Friday, March 9, 2007

Can you apply the patriot act to those applying the patriot act. Er, rather do any laws apply to them?

Newsflash (uh, not really)

Justice: FBI misused Patriot Act powers

"Attorney General Alberto Gonzales, who oversees the FBI, described the problems cited in the report as unacceptable and left open the possibility of criminal charges. He ordered further investigation."- From the Yahoo news Article here

Uh, surely we got something in our bag of tricks to secretly monitor the activities of those who are secretly monitoring the activities of us.

Whatever......just as long as the soylent green keeps coming.

Also, on a lighter note, this next sentence from the article sux from an informational perspective,

"Fine's annual review is required by Congress, over the objections of the Bush administration."
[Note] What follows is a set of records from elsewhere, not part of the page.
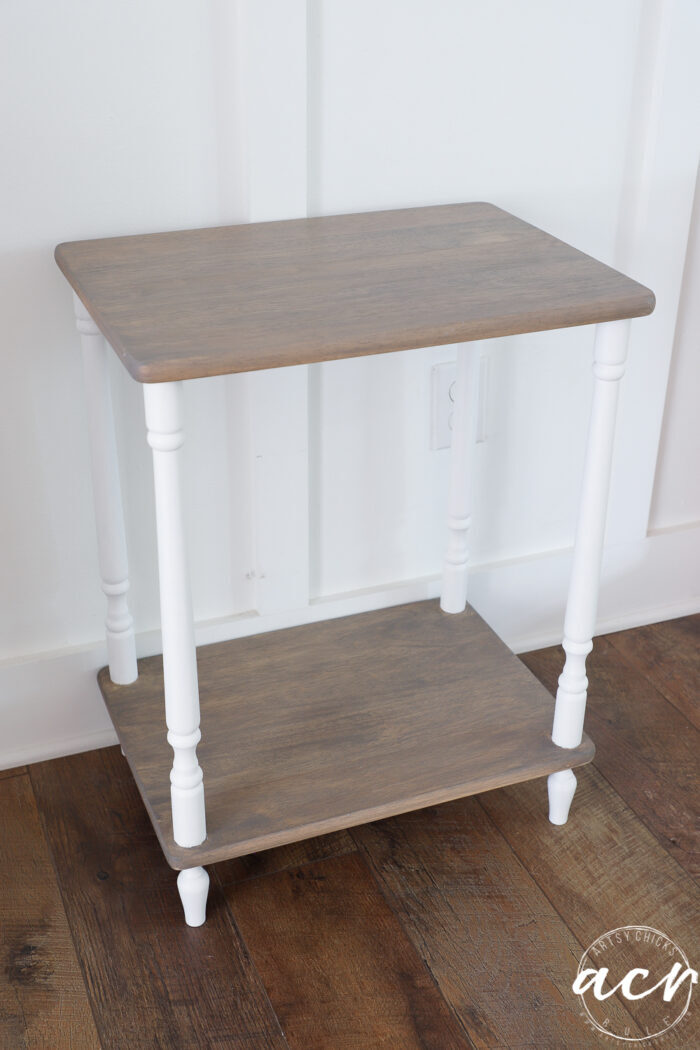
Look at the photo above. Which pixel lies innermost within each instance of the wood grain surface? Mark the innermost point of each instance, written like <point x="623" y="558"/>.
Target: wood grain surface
<point x="348" y="977"/>
<point x="645" y="748"/>
<point x="43" y="1002"/>
<point x="669" y="655"/>
<point x="452" y="879"/>
<point x="479" y="903"/>
<point x="317" y="728"/>
<point x="17" y="771"/>
<point x="603" y="869"/>
<point x="238" y="298"/>
<point x="155" y="983"/>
1. Who exactly objected. Better to state, over the objection of X.
where X = something that could be confirmed.

Stating one specific person's objection is more informative than broadly mentioning the objections of many. I suggest the following as a better sentence, "Fine's annual review is required by Congress, over the objection of Gonzales (or whomever made the most strenous objection)." Fewer letters and more informative, and the blame isn't with some intangible "Administration."
Or, just this,
"Fine's annual review is required by Congress, to which the Bush Administration objects."
(see how I did that?)


2. Why are the objections pertinent? Are we to infer that Congress overruled the objection, or that in some way there was a battle amongst ideas. The Executive branch has no authority over Congress, and objections are irrelevent. Actually, the president not having ANY power to directly influence these types of situations is the core of our political system. Good thing the Pres doesn't have line item veto power, else the audit provision wouldn't be there.

3. If you have two items in a list you are suppossed to have three, but I really don't. So,
I'll close with, is the article any worse off with out this sentence in it?
"Fine's annual review is required by Congress, over the objections of the Bush administration."